To execute these scripts in Cloud Environment you would need a cromwell task execution manager. Broad already has a cromwell server running in the cloud. You can use that server to execute these scripts. To interact with this server you would need to install cromshell (cromwell cli tool) on your local machine. You can do that by this command:

$ pip install cromshell

After installation, you would need to specify a cromwell server URL. You can do that by this command:

$ cromshell config set url ${CROMWELL_SERVER_URL}

Please refer to the Cromshell Github page for more

VPN

To interact with the cromwell server you would need to be on the Broad VPN. Make you sure that you’re using Z-Duo-Broad-NonSplit-VPN VPN mode, otherwise cromwell server won’t be accessible.
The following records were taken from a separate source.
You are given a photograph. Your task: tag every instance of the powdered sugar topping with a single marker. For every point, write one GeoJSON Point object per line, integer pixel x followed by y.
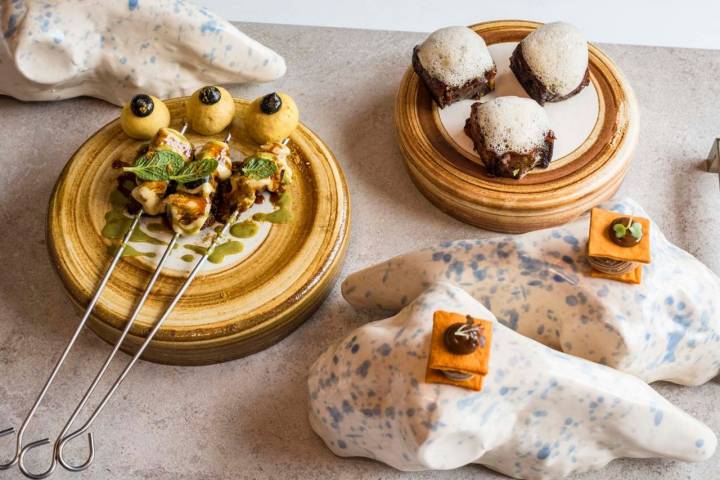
{"type": "Point", "coordinates": [557, 54]}
{"type": "Point", "coordinates": [512, 124]}
{"type": "Point", "coordinates": [455, 55]}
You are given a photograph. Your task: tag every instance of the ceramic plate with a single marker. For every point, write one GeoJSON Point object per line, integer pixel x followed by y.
{"type": "Point", "coordinates": [272, 279]}
{"type": "Point", "coordinates": [596, 135]}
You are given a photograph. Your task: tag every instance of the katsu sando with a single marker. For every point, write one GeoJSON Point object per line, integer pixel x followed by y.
{"type": "Point", "coordinates": [552, 62]}
{"type": "Point", "coordinates": [512, 135]}
{"type": "Point", "coordinates": [455, 64]}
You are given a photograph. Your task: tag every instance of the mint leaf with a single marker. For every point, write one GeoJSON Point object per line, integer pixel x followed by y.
{"type": "Point", "coordinates": [636, 230]}
{"type": "Point", "coordinates": [156, 166]}
{"type": "Point", "coordinates": [258, 167]}
{"type": "Point", "coordinates": [195, 170]}
{"type": "Point", "coordinates": [620, 230]}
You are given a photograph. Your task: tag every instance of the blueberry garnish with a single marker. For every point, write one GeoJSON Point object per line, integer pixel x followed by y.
{"type": "Point", "coordinates": [271, 103]}
{"type": "Point", "coordinates": [142, 105]}
{"type": "Point", "coordinates": [209, 95]}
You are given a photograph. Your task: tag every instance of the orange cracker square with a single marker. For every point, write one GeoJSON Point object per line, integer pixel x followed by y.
{"type": "Point", "coordinates": [436, 376]}
{"type": "Point", "coordinates": [633, 276]}
{"type": "Point", "coordinates": [601, 245]}
{"type": "Point", "coordinates": [440, 358]}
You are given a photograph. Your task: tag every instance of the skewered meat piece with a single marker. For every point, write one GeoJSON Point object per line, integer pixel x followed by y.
{"type": "Point", "coordinates": [243, 189]}
{"type": "Point", "coordinates": [220, 151]}
{"type": "Point", "coordinates": [187, 213]}
{"type": "Point", "coordinates": [150, 194]}
{"type": "Point", "coordinates": [172, 140]}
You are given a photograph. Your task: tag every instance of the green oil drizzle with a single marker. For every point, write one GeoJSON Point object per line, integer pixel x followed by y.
{"type": "Point", "coordinates": [129, 251]}
{"type": "Point", "coordinates": [279, 216]}
{"type": "Point", "coordinates": [140, 236]}
{"type": "Point", "coordinates": [230, 247]}
{"type": "Point", "coordinates": [116, 224]}
{"type": "Point", "coordinates": [158, 227]}
{"type": "Point", "coordinates": [195, 248]}
{"type": "Point", "coordinates": [245, 229]}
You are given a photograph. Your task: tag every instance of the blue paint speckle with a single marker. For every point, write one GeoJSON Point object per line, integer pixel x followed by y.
{"type": "Point", "coordinates": [544, 452]}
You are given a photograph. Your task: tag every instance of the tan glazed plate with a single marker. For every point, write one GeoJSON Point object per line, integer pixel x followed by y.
{"type": "Point", "coordinates": [596, 133]}
{"type": "Point", "coordinates": [240, 304]}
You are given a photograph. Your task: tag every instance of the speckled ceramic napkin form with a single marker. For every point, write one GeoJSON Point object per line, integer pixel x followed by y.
{"type": "Point", "coordinates": [541, 413]}
{"type": "Point", "coordinates": [115, 49]}
{"type": "Point", "coordinates": [539, 284]}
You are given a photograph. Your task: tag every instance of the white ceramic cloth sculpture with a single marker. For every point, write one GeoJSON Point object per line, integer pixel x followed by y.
{"type": "Point", "coordinates": [539, 284]}
{"type": "Point", "coordinates": [541, 413]}
{"type": "Point", "coordinates": [114, 49]}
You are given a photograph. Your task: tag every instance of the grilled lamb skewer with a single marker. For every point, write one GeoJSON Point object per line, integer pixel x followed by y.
{"type": "Point", "coordinates": [189, 209]}
{"type": "Point", "coordinates": [150, 194]}
{"type": "Point", "coordinates": [244, 187]}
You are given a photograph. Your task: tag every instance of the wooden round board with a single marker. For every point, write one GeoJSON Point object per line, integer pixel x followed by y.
{"type": "Point", "coordinates": [238, 305]}
{"type": "Point", "coordinates": [596, 133]}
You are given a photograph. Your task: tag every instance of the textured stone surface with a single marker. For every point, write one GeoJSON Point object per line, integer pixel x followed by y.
{"type": "Point", "coordinates": [247, 418]}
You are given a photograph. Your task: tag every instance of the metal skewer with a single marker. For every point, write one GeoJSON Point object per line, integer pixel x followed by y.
{"type": "Point", "coordinates": [71, 343]}
{"type": "Point", "coordinates": [62, 438]}
{"type": "Point", "coordinates": [88, 311]}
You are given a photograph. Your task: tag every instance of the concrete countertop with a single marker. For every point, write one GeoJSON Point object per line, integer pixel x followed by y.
{"type": "Point", "coordinates": [247, 418]}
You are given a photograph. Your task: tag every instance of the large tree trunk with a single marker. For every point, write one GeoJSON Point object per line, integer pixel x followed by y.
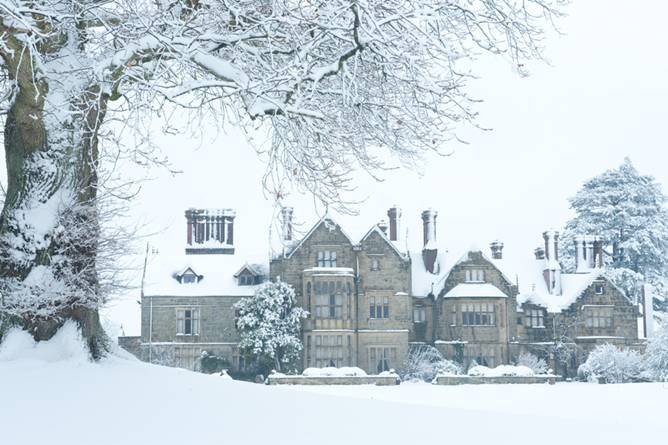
{"type": "Point", "coordinates": [49, 226]}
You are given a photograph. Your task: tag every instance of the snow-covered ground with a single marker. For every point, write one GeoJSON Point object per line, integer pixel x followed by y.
{"type": "Point", "coordinates": [51, 394]}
Please refer to the Broad VPN page for more information.

Usage

To execute a workflow you would need to run this command:

$ cromshell submit ${WDL_FILE_PATH} ${INPUT_JSON_FILE_PATH}

To check the status of your workflow runs you can run this command:

$ cromshell list -u -c

Workflow Inputs Files

More detailed description of what these inputs are, please look at the casp.services.bq_ops directory and its subdirectories for each individual operation.

bq_ops.anndata_to_ingest_files

Parameters

  • CASAnndataToIngestFiles.anndata_to_ingest_files.docker_image - Docker image to use for this operation.

  • CASAnndataToIngestFiles.anndata_to_ingest_files.gcs_stage_dir - GCS directory to stage the output files.

  • CASAnndataToIngestFiles.anndata_to_ingest_files.gcs_input_bucket - Working GCS Bucket name.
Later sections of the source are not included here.